I have a similar problem involving boxplots. I keep coming up with NaN errors in random spots of my matrices. I have tried to transpose and transpose back. Displaying the double transpose shows that it works, however it still pops up NaN's in my matrix when I try to boxplot it. Any other work arounds?

Werner_E
25-Diamond I
(To:ptc-4562784)

Any other work arounds?

None that I would be aware of. The double transpose trick was just found by chance and I never was sure it would be a 100% workaround. Thats the bad things with errors which pop up at random.

But Jakov wrote that the error is fixed in Prime3, so I guess the best workaround would be to wait the few days until P3 is available.

Werner_E
25-Diamond I
(To:ptc-4562784)

Sorry, for my first reply I hadn't even looked at your sheet.

Now I did and I think that your problem is different from the bug reported here.

The NaN's you noticed in the matrices created by boxblot() are OK, they have to be here. boxplot() creates a column with at least 5 rows for every column of the input matrix.

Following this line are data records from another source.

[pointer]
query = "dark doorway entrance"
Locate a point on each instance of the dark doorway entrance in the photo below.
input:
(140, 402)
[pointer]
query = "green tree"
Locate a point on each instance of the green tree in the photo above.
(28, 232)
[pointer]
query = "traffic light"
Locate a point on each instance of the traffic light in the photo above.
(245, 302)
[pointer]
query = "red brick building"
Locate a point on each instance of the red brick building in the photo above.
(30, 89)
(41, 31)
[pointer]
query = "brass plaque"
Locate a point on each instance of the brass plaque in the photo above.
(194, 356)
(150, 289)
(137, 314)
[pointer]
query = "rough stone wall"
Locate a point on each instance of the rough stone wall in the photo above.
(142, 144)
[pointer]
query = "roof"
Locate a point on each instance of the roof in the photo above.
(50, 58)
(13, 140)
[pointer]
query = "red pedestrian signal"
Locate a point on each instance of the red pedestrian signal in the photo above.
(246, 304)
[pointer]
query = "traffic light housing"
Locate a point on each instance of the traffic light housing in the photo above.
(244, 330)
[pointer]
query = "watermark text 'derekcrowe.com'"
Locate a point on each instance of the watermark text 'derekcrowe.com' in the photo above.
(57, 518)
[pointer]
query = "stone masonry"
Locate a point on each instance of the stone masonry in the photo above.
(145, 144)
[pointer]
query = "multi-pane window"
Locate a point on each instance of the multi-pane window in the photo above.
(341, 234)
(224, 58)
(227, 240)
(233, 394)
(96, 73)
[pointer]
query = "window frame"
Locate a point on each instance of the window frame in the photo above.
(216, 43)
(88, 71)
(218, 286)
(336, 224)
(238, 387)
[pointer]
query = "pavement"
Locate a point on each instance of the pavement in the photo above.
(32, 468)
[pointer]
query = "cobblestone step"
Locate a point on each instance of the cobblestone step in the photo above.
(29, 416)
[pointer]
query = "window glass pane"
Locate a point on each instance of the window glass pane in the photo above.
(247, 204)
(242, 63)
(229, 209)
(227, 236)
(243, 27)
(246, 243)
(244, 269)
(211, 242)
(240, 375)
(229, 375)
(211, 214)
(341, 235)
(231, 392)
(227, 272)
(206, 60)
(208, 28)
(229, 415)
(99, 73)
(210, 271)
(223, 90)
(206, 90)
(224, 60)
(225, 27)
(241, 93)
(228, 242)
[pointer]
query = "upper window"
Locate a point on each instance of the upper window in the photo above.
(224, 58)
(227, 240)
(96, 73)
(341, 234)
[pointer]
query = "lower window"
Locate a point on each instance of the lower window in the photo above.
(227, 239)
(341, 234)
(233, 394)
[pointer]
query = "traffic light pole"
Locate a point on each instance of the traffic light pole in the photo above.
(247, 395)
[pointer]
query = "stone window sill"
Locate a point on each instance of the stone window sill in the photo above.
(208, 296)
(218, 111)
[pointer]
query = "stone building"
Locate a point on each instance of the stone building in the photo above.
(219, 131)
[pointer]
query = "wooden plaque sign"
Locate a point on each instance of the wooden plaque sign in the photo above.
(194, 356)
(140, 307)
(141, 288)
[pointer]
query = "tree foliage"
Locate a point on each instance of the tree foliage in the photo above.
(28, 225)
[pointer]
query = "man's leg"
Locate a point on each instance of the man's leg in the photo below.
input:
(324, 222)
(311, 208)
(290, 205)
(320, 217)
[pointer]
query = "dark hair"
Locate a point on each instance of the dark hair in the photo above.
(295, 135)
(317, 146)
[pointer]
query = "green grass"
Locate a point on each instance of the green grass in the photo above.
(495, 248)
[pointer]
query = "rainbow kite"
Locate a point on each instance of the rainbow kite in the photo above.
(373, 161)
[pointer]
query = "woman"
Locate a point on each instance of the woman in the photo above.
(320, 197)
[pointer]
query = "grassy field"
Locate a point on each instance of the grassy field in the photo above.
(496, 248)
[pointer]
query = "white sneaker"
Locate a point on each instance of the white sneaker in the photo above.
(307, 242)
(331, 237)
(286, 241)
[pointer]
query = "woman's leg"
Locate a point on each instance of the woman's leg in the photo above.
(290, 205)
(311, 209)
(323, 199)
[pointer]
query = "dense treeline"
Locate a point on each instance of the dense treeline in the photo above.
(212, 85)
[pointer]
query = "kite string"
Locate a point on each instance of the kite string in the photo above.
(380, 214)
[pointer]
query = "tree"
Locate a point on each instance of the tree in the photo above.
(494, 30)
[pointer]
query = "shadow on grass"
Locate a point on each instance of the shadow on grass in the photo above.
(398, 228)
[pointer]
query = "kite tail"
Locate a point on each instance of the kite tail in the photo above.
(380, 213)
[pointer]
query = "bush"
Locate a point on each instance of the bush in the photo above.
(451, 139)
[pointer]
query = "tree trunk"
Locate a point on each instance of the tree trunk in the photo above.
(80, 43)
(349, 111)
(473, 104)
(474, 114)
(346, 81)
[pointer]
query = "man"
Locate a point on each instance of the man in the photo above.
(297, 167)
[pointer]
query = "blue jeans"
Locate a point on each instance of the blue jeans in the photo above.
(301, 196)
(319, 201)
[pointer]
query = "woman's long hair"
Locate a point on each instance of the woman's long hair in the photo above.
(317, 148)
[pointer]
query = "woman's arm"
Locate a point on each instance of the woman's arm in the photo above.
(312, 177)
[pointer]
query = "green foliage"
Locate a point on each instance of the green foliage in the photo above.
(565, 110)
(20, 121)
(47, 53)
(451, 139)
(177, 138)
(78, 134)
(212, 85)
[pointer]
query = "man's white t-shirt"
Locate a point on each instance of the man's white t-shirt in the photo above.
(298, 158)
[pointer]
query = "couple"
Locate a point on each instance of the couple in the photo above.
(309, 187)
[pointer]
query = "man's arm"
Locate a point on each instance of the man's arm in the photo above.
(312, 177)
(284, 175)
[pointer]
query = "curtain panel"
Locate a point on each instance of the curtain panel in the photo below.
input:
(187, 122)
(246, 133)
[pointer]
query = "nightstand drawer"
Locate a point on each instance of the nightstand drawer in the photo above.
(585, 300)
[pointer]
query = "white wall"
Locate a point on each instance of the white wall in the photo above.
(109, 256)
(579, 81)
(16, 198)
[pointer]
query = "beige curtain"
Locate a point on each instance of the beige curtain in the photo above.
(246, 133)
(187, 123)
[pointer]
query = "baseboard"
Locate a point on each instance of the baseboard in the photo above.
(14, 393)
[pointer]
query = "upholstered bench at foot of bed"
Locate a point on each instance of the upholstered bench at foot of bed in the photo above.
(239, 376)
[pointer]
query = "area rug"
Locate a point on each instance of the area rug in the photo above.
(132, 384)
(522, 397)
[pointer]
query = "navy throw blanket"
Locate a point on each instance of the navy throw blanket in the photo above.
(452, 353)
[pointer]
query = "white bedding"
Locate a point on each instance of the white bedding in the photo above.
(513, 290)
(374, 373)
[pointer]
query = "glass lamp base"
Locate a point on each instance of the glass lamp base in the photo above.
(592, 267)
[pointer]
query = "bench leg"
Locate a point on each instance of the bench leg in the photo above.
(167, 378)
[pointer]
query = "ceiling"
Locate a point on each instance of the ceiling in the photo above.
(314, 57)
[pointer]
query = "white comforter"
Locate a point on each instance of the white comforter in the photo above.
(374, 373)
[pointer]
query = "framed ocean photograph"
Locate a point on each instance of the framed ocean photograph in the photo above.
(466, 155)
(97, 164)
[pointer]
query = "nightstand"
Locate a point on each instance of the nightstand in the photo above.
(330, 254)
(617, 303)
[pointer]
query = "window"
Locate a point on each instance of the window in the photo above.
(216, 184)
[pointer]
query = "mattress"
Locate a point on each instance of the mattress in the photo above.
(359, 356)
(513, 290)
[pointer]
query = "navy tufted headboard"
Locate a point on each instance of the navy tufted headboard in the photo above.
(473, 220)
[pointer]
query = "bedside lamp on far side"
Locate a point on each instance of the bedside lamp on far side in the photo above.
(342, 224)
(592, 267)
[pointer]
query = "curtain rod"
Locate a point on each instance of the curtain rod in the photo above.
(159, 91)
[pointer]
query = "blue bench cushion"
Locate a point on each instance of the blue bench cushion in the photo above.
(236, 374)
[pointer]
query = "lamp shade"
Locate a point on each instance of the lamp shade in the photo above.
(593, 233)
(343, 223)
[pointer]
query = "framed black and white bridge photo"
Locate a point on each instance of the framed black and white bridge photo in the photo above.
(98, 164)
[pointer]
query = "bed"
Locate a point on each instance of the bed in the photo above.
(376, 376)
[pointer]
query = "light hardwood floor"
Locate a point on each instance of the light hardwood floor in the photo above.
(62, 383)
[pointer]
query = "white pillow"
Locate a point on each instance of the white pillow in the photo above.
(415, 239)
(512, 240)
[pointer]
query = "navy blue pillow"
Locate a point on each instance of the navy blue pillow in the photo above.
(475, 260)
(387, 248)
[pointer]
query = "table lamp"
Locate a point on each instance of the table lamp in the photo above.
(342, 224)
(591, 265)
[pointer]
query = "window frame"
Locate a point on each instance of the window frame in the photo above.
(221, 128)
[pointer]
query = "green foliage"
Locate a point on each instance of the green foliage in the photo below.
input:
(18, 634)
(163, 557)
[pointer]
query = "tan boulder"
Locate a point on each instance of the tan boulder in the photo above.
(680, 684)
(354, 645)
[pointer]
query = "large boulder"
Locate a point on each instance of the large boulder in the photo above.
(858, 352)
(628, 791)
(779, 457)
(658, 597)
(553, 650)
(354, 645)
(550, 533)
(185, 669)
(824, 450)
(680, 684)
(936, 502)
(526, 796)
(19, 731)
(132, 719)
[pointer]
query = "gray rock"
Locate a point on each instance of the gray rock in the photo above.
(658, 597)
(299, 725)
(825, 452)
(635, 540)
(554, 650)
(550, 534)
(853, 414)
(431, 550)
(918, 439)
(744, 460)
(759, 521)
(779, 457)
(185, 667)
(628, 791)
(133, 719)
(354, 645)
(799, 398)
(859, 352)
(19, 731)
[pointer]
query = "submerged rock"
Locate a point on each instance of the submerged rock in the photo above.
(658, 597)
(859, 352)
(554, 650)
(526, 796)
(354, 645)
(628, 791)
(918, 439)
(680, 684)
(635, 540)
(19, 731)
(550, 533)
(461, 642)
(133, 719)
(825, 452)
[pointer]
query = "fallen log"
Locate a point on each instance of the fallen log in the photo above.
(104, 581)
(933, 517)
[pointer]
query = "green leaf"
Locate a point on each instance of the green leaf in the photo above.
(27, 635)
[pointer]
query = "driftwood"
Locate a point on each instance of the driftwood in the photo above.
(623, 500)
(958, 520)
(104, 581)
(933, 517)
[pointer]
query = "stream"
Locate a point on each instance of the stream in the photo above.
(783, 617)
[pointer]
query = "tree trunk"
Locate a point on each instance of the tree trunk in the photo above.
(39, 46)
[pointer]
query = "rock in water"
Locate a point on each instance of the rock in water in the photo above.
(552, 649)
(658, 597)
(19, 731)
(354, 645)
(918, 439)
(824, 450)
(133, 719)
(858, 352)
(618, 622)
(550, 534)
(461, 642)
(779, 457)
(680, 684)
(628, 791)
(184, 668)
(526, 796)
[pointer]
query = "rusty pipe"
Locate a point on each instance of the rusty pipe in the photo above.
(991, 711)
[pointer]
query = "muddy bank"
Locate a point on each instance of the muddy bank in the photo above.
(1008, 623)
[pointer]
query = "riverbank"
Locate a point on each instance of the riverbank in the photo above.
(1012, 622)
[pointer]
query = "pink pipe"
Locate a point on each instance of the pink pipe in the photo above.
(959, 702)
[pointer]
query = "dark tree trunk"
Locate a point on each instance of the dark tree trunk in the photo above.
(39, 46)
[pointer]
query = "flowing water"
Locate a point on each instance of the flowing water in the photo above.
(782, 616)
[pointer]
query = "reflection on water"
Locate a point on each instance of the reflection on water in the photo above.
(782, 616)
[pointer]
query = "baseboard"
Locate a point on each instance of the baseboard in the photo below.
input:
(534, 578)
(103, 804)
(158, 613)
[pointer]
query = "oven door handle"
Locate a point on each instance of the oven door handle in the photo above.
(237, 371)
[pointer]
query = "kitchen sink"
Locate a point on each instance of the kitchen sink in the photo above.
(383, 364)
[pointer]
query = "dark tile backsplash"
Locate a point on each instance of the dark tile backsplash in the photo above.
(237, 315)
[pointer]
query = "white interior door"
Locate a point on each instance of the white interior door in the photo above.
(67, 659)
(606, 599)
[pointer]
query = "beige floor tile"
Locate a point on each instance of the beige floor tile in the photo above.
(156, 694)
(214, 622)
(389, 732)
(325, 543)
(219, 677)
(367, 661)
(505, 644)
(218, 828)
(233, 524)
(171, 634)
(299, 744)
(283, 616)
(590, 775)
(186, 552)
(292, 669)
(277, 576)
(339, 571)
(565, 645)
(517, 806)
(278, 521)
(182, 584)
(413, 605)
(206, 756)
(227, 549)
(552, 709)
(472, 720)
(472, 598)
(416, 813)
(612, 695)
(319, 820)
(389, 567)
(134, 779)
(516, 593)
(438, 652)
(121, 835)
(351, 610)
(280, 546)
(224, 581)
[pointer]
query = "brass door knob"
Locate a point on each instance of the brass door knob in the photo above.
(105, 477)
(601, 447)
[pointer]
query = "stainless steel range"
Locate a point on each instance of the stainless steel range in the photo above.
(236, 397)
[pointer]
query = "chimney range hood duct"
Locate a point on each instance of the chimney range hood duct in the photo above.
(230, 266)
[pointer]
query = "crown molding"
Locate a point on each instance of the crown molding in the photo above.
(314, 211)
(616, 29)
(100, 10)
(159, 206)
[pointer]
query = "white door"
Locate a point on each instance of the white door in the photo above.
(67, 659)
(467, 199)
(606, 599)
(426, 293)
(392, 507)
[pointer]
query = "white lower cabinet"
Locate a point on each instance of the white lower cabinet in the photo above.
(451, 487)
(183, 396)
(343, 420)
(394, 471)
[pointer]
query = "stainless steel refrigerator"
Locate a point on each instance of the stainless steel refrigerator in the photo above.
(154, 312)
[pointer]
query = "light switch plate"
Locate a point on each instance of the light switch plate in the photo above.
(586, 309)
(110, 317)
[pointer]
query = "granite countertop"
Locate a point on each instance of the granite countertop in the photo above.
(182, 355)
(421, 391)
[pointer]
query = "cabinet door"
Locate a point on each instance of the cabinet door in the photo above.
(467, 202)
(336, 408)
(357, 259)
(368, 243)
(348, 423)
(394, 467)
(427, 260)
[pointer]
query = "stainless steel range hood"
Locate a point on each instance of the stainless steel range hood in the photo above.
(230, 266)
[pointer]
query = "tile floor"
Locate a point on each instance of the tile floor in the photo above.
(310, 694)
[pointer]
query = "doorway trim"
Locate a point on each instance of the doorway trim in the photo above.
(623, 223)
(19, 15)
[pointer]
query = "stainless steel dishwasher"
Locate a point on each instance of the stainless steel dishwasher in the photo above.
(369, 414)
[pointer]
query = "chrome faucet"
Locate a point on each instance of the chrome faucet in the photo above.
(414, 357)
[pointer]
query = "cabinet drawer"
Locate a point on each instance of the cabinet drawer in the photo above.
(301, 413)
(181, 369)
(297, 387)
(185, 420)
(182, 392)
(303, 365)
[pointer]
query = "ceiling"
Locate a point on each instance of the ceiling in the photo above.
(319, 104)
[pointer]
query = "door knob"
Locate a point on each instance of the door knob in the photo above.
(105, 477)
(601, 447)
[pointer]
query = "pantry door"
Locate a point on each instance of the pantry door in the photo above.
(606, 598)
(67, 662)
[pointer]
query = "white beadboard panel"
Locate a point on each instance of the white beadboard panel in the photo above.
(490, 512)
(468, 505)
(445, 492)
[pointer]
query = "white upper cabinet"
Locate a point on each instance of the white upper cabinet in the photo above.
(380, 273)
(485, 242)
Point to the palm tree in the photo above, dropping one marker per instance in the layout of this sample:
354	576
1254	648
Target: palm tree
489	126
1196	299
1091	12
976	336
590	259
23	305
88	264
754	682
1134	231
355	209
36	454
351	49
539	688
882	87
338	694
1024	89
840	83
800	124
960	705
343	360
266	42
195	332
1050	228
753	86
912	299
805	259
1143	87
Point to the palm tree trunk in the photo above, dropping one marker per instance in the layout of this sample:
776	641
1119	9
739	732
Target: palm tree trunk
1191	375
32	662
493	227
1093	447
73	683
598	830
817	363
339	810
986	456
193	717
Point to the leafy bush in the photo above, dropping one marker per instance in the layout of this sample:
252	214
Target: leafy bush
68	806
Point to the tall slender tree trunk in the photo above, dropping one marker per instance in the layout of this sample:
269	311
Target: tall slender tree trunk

After those five rows it places the outliers - the number of which differs from column to column. So Prime has to fill the shorter columns with NaN's to complete the matrix. Look it up in the help here http://www.ptc.com/cs/help/mathcad_hc/prime2_hc/mprime_en/mprime/box_plot.html?queryId=14132e05308

There seems to be no problem with plotting if you don't use any units, but as soon as you specify your desired unit (mL) in the plot, the plot fails. Workaround is deleting the unit completely in the plot placeholder. Prime is happy and even places unit L in the parenthesis. But as soon as you try to change this (even from L to L) the plot fails. So I think you will have to live with L instead of mL.

I would call this a bug, but a different one as the one described above.